Thursday, April 5, 2012

SUBASITA JAWA (3): KENTUT, BERAK DAN KENCING


Sumber tulisan ini adalah “Serat Subasita” karangan Ki Padmasusastra, Ngabehi Wirapustaka di Surakarta, tahun 1914. Apakah orang Jawa kira-kira 100 tahun yang lalu perilaku toiletnya masih amburadul sehingga dimasukkan dalam buku tentang sopan-santun, entahlah. Dalam penulisannya, ki Padmasusastra juga mengaitkan dengan perilaku orang Belanda pada saat itu

KENTUT

Kalau ada cangkriman: “Nembak mengisor kena mendhuwur” (nembak ke bawah kena di atas) tidak ada jawaban lain selain kentut. Kentut merupakan kebutuhan. Orang yang tidak bisa kentut akan berurusan dengan dokter, sementara orang yang “ngentutan” akan berurusan dengan “subasita” walaupun bisa lucu juga.

Kalau kita terpaksa “kebrojolan” kentut apalagi keluar bunyi, cepat-cepatlah mohon maaf pada teman di dekat kita. Jangan diam-diam saja. Mereka pasti memaafkan walaupun dalam hati berkata “asem kecut”. Wanita sering malu mengakui padahal kentut tidak membedakan gender.

Bangsa kita barangkali termasuk tukang kentut (mungkin pengaruh makanan kita) yang malu mengakui (padahal kentut kita amat bau apalagi kalau suka makan pete). Sehingga di internet banyak kita jumpai banyolan tentang kentut, salah satunya adalah ini:

Sikap dan perilaku orangdari berbagai negara kalau kentut: Orang Amerika bilang “Excuse me”; orang Inggris bilang “Pardon me”; Orang Singapura bilang “I am sorry”; orang Indonesia pasti bilang “Not me, not me”. lelucon bertopik kentut ini masih banyak di internet, silakan cari sendiri.

BERAK

Kebelet berak juga sesuatu yang tidak bisa ditahan. Dalam “subasita” Jawa termasuk tidak sopan, tetapi mau tidak mau, suka tidak suka, kalau sedang bertamu kita harus berterusterang, minta ijin dan mohon maaf pada tuan rumah. Bila kita menjadi tuan rumah harus cukup arif untuk memberi ijin. Oleh sebab itu WC kita harus selalu bersih. Sehingga kalau ada tamu kita tidak malu mempersilakan tamu kita untuk menggunakannya.

KENCING

Tatakrama Jawa masih membolehkan bila kita bertamu dan kebelet pipis, mohon ijin kepada tuan rumah untuk menggunakan kamar kecilnya. Walau demikian sedapat mungkin, sebelum bertamu kita selesaikan dulu urusan perkencingan ini sehingga tidak perlu mengganggu toilet yang empunya rumah.

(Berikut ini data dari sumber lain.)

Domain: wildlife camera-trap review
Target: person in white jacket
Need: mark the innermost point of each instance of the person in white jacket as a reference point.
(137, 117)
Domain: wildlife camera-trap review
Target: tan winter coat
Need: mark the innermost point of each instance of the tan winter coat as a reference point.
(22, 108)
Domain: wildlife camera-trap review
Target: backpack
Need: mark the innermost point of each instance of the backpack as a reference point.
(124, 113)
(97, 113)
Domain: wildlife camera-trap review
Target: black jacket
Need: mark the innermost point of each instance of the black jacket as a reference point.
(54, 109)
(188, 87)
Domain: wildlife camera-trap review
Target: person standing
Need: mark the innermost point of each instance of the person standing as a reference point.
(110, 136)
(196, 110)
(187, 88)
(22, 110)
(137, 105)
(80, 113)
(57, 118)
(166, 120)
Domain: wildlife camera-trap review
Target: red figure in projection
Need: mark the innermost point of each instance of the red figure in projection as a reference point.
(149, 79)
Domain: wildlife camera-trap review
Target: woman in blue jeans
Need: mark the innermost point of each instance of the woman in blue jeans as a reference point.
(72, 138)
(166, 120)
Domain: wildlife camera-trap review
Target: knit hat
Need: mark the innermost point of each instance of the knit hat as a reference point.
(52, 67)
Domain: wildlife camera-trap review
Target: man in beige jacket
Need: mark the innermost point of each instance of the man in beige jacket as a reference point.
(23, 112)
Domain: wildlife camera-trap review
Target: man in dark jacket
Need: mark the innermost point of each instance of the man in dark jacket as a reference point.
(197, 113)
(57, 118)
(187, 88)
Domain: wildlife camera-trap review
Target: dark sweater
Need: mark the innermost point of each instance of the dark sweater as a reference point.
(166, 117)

Dikaitkan dengan tatakrama Belanda pada masa itu, masalah toilet adalah rahasia. Tidak ada orang Belanda pamit kencing. Jadi kita harus empan papan. Kalau bertamu ke rumah orang Belanda, ya jangan pamit kencing.

Rumus umum, kalau bertamu selain bawa oleh-oleh kalau bisa jangan meninggalkan kotoran di rumah yang kita datangi (IwMM)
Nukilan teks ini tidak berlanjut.